Borgini Matteo, Zamperini Claudio, Poggialini Federica, Ferrante Luca, Summa Vincenzo, Botta Maurizio, Fabio Romano Di
Department of Biotechnology, Chemistry and Pharmacy, University of Siena, Via Aldo Moro 2, 53100 Siena, Italy.
Lead Discovery Siena S.r.l., Castelnuovo Berardenga, 53019 Siena, Italy.
ACS Med Chem Lett. 2020 Feb 7;11(5):846-851. doi: 10.1021/acsmedchemlett.9b00643. eCollection 2020 May 14.

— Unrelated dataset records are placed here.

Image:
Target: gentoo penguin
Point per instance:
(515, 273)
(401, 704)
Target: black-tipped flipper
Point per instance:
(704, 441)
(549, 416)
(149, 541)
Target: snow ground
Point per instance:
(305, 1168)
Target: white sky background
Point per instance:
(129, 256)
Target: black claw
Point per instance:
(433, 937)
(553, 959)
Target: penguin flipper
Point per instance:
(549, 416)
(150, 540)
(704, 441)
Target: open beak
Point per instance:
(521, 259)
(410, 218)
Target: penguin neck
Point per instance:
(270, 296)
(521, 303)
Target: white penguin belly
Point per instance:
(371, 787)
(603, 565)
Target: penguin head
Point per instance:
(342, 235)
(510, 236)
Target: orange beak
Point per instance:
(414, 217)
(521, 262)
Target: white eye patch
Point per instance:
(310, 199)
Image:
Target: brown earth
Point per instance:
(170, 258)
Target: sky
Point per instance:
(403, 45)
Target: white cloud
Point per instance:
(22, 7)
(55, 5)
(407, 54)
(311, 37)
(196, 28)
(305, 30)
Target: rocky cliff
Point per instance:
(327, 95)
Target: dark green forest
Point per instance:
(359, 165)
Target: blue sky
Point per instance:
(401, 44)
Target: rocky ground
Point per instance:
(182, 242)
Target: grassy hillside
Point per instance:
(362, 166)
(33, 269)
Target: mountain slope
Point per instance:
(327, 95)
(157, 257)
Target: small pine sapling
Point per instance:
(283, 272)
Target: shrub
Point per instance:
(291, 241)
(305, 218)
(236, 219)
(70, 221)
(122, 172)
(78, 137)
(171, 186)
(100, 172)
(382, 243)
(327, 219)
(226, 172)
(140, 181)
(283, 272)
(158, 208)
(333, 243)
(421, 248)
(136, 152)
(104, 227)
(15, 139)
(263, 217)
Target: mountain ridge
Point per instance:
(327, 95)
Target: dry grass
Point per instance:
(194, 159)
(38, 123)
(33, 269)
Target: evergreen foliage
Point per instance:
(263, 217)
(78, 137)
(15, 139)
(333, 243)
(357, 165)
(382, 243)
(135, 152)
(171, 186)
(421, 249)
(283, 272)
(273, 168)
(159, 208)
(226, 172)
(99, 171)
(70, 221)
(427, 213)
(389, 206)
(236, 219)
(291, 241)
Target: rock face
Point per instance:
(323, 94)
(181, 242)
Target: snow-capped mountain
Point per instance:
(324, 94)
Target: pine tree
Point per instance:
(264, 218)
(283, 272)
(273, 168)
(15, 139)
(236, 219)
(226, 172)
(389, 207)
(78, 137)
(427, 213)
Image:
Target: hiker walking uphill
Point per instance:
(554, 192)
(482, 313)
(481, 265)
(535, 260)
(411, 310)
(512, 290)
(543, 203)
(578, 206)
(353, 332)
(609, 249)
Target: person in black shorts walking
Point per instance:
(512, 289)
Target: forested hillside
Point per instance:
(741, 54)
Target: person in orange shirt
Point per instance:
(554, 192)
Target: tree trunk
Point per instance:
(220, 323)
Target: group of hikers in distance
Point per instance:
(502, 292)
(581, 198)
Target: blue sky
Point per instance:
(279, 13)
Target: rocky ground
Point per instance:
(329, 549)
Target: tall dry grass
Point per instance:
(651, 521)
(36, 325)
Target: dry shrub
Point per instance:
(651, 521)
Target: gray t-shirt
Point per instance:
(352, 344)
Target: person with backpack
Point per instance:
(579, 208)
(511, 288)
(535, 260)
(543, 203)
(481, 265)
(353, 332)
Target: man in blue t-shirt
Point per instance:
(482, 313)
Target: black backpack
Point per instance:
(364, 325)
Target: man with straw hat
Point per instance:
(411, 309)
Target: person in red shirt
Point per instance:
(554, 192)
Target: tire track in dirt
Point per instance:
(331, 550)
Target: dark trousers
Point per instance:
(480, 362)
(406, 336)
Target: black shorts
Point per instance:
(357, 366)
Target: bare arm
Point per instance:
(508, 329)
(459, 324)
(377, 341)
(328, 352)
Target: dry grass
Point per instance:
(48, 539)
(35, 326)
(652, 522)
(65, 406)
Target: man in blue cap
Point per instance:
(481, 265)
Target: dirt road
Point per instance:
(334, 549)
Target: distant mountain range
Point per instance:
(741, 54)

The marine natural product Largazole is the most potent Class I HDAC inhibitor identified to date. Since its discovery, many research groups have been attracted by the structural complexity and the peculiar anticancer activity, due to its capability to discriminate between tumor cells and normal cells. Herein, we discuss the synthesis and the biological profile of hybrid analogues of Largazole, as dual HDAC inhibitor and nitric oxide (NO) donors, potentially useful as anticancer agents. In particular, the metabolic stability of the modified thioester moiety of Largazole, bearing the NO-donor function/s, the release of NO, and the antiproliferative activity in tumor cell lines are presented.
海洋天然产物拉戈唑是迄今为止发现的最有效的I类组蛋白去乙酰化酶(HDAC)抑制剂。自其被发现以来,由于其能够区分肿瘤细胞和正常细胞,其结构复杂性和独特的抗癌活性吸引了许多研究团队。在此,我们讨论了作为双重HDAC抑制剂和一氧化氮(NO)供体的拉戈唑杂合类似物的合成及其生物学特性,这些类似物有可能用作抗癌药物。特别介绍了带有NO供体功能的拉戈唑修饰硫酯部分的代谢稳定性、NO的释放以及在肿瘤细胞系中的抗增殖活性。